At this time, Tupper said Campus Safety does not have any leads on who is responsible for placing the propaganda on campus.
“I would hope it’s not students, but I have no idea who’s doing it,” Tupper said.
Capers also does not think students are responsible for placing the propaganda.
“That can’t be my students because I just believe we’re better than that,” Capers said. “This has to be somebody that doesn’t know the inclusive environment that we breed on this campus and that needs to be educated on it.”
Tupper said it can be hard to identify who is placing the stickers and posters because Augustana is such an open campus.
“They could just be walking around campus putting them up any time and nobody really recognizes what they’re doing until you… go up and read the little decals,” Tupper said.
Tupper said students should call Campus Safety if they see anything suspicious on campus.
“If there’s people running around campus that are out of place, we’ll check to see what they’re doing,” Tupper said.
Both Tupper and Capers do not want to give a larger platform to the hate group by publicly acknowledging the issue, but they want students to be informed of the group’s presence.
“It’s this double-edged sword. I want our campus community to know that these people exist and they’re here, but I don’t want to give them attention,” Tupper said.
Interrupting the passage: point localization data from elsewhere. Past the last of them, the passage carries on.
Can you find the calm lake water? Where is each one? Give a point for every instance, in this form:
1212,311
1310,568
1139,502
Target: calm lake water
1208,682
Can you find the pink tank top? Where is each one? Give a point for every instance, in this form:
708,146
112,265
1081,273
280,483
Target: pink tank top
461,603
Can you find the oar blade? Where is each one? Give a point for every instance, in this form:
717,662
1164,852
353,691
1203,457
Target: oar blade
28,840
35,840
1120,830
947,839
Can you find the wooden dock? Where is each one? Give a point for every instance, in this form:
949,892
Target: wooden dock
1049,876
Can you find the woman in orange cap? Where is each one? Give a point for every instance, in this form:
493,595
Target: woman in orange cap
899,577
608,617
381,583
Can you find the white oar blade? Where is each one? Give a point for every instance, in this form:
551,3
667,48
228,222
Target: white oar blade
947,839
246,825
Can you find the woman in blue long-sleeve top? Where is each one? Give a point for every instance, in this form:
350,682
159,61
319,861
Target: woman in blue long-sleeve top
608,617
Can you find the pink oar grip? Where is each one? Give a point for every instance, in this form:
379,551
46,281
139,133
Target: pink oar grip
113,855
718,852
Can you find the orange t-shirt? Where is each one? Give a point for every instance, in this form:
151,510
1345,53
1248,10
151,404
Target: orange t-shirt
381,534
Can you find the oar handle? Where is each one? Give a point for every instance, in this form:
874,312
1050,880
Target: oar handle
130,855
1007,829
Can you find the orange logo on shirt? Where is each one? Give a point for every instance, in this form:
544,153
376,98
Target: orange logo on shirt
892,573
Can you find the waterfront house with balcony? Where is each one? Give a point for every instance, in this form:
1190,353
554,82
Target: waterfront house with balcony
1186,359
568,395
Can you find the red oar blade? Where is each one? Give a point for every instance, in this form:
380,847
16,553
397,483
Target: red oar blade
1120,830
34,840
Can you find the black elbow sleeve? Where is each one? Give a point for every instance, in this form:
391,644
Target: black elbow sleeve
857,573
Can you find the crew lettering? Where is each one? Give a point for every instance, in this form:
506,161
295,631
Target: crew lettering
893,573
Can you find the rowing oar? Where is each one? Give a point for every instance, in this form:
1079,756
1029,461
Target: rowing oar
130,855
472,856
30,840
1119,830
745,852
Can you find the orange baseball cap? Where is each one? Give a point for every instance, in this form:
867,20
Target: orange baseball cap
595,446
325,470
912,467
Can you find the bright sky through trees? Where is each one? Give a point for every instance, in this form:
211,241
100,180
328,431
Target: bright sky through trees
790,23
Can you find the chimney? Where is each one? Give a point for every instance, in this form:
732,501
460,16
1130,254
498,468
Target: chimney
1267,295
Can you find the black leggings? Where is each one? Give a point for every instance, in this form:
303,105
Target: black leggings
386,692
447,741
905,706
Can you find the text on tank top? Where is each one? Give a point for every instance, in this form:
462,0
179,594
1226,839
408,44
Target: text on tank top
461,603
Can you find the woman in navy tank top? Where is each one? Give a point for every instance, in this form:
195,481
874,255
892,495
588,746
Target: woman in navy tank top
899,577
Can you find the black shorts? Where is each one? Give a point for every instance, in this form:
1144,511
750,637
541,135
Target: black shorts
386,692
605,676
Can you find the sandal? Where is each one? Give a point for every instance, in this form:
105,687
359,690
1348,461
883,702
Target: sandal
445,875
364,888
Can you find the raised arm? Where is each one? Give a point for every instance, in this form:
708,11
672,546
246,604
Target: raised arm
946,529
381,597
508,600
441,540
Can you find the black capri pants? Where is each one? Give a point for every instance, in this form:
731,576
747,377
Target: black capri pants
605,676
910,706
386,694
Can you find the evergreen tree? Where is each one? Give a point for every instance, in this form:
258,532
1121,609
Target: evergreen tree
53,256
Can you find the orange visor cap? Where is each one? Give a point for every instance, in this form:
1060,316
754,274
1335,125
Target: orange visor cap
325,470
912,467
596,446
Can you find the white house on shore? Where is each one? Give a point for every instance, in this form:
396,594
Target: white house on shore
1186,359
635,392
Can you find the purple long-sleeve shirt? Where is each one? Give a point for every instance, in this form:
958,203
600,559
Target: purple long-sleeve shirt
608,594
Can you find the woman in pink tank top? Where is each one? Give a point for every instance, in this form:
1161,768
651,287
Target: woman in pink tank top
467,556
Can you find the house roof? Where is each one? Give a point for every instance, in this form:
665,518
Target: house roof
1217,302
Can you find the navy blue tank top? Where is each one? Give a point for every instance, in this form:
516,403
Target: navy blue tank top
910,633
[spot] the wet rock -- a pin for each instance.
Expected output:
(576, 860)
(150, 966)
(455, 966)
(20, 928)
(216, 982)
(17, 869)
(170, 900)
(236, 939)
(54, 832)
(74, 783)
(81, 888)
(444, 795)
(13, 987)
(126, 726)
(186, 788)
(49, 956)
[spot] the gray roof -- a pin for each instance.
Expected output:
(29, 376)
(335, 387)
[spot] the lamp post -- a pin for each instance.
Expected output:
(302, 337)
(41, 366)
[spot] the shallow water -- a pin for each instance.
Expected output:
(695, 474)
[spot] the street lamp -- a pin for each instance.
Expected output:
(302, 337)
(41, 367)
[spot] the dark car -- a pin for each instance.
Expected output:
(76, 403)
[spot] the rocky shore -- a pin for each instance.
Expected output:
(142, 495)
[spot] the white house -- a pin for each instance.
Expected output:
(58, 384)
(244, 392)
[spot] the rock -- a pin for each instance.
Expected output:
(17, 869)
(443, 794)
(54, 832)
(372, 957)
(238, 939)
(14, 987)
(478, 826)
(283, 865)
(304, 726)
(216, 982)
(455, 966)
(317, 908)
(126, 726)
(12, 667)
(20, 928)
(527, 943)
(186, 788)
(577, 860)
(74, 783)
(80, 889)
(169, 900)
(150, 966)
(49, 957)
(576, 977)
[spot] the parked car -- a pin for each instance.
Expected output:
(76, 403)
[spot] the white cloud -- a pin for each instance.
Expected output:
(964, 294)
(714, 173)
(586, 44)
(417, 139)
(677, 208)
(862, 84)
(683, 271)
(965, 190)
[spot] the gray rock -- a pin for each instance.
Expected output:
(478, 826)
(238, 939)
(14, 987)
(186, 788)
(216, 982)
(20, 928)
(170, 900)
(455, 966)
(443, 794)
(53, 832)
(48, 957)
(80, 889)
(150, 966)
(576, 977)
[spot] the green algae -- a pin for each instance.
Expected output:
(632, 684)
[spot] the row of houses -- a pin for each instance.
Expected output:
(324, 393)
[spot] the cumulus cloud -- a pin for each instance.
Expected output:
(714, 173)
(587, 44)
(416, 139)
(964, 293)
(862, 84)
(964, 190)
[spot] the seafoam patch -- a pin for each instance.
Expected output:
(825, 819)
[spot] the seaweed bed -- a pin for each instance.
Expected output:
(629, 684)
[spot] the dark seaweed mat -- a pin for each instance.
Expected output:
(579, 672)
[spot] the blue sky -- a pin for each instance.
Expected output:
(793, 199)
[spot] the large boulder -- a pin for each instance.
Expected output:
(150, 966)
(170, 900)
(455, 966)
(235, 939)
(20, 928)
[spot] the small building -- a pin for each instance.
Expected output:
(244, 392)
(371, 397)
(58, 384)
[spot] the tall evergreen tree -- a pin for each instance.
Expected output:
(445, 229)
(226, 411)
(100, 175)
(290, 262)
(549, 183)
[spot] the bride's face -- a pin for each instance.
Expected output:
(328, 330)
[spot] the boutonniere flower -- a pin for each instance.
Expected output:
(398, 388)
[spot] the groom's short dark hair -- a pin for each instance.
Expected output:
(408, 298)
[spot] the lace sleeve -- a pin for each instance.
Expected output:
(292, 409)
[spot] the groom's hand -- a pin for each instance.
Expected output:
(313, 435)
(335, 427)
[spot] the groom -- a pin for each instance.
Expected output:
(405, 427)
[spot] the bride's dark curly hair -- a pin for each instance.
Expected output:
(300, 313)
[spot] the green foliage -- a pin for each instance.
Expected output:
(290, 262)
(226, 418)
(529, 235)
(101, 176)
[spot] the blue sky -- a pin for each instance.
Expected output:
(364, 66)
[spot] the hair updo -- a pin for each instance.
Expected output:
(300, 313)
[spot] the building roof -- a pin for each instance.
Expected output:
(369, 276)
Capers said she wants to teach the hate group about Augustana’s core values.
“If you can’t be a part of this community of faith and love and belief in each other, then our community might not be the best one for you,” Capers said. “But we would love for you to be, and we would love to educate you on what our university stands for.”
Despite the propaganda’s negative messages, Capers said she remains hopeful about students and faculty’s desire for diversity and inclusivity on campus.
“Hate has no home in Augustana,” Capers said. “I love this place and I want to keep it amazing.”